Eine neue weltweite Analyse des Institute for Health Metrics and Evaluation (IHME) an der University of Washington bestätigt, dass Alkoholkonsum mit einem erhöhten Risiko für alle zehn in der Studie untersuchten Krebsarten verbunden ist. Die am 1. Juni 2026 in »Nature Health« veröffentlichte Studie wandte das »Burden of Proof«-Konzept des IHME auf 843 bis 2023 veröffentlichte Kohorten- und Fall-Kontroll-Studien an.
Die Ergebnisse zur Krebserkrankung sind eindeutig. Das Risiko stieg mit zunehmendem Alkoholkonsum an, doch die Studie ergab auch ein erhöhtes Risiko bereits bei weniger als einem Standardgetränk pro Tag, was als weniger als 10 Gramm reinen Alkohols definiert ist. Dieser geringe Konsum ging mit einem erhöhten Risiko für Krebserkrankungen im Rachenraum, im Dick- und Enddarm, in der Speiseröhre, der Brust, der Leber, der Bauchspeicheldrüse und der Prostata einher.

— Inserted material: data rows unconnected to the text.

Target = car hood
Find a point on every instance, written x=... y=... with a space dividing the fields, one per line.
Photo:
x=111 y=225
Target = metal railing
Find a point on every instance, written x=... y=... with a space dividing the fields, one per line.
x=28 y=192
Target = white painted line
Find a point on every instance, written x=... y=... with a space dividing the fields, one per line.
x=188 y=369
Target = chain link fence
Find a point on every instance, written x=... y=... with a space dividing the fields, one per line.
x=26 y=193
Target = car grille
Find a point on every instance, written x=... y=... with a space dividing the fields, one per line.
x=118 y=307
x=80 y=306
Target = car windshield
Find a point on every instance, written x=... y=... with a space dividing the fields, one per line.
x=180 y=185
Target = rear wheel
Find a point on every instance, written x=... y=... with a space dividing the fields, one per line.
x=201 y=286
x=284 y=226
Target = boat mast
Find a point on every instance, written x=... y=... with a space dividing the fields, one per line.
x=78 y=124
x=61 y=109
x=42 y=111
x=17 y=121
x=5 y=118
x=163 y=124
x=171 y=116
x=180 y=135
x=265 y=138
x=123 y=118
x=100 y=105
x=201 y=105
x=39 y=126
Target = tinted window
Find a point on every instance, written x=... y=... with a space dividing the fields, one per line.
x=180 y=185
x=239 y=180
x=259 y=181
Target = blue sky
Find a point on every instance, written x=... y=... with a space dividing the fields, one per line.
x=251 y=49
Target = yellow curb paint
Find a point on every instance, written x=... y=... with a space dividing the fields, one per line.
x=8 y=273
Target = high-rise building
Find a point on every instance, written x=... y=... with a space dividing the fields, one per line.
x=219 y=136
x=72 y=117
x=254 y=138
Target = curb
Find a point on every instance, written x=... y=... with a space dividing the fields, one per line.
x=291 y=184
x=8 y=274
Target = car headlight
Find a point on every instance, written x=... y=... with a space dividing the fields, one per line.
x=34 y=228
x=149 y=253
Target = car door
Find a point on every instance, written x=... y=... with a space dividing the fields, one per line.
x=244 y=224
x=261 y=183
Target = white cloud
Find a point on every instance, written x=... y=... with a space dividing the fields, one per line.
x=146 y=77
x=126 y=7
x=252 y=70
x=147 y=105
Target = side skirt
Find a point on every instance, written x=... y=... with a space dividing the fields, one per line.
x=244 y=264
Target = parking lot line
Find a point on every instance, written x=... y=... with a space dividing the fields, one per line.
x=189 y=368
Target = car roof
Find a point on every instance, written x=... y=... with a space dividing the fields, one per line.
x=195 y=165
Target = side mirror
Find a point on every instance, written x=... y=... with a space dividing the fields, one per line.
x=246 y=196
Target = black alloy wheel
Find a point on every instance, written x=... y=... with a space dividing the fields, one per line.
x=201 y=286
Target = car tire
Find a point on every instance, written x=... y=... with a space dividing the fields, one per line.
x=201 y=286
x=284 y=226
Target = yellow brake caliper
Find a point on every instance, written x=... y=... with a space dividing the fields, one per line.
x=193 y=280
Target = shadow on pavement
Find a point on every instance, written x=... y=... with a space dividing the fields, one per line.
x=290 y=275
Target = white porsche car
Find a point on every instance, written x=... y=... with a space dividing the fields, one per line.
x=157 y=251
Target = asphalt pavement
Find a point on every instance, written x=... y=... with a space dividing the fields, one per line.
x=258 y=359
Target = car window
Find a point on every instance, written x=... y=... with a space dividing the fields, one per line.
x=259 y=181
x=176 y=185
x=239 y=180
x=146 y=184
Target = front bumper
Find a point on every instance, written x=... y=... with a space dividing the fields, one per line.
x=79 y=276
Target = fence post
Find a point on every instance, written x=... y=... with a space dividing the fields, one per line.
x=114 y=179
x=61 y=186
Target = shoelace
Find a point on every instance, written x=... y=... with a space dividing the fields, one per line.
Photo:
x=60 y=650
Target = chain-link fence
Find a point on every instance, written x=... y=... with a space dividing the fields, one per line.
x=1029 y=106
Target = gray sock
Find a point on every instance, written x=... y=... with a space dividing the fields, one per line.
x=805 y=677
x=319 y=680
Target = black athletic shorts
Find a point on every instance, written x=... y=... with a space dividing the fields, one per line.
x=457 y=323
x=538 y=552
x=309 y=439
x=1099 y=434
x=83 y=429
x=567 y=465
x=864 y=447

Die stärksten Hinweise auf eine gesundheitsschädliche Wirkung wurden bei Kehlkopfkrebs festgestellt (mit Ausnahme von Nasen-Rachen-Krebs), wobei die Analyse bei durchschnittlichem Konsum einen Anstieg des Risikos um mindestens 105 % ergab. Mäßige Hinweise auf eine gesundheitsschädliche Wirkung wurden auch für Krebserkrankungen des Kehlkopfes, des Dick- und Enddarms sowie der Lippen und der Mundhöhle gefunden, mit einem Anstieg des Risikos um mindestens 22 % bis 49 %. Bei Speiseröhren-, Brust-, Leber-, Bauchspeicheldrüsen- und Prostatakrebs zeigten sich schwächere, aber konsistente Hinweise auf eine gesundheitsschädliche Wirkung, wobei die Risiken mit steigendem Konsum stetig zunahmen.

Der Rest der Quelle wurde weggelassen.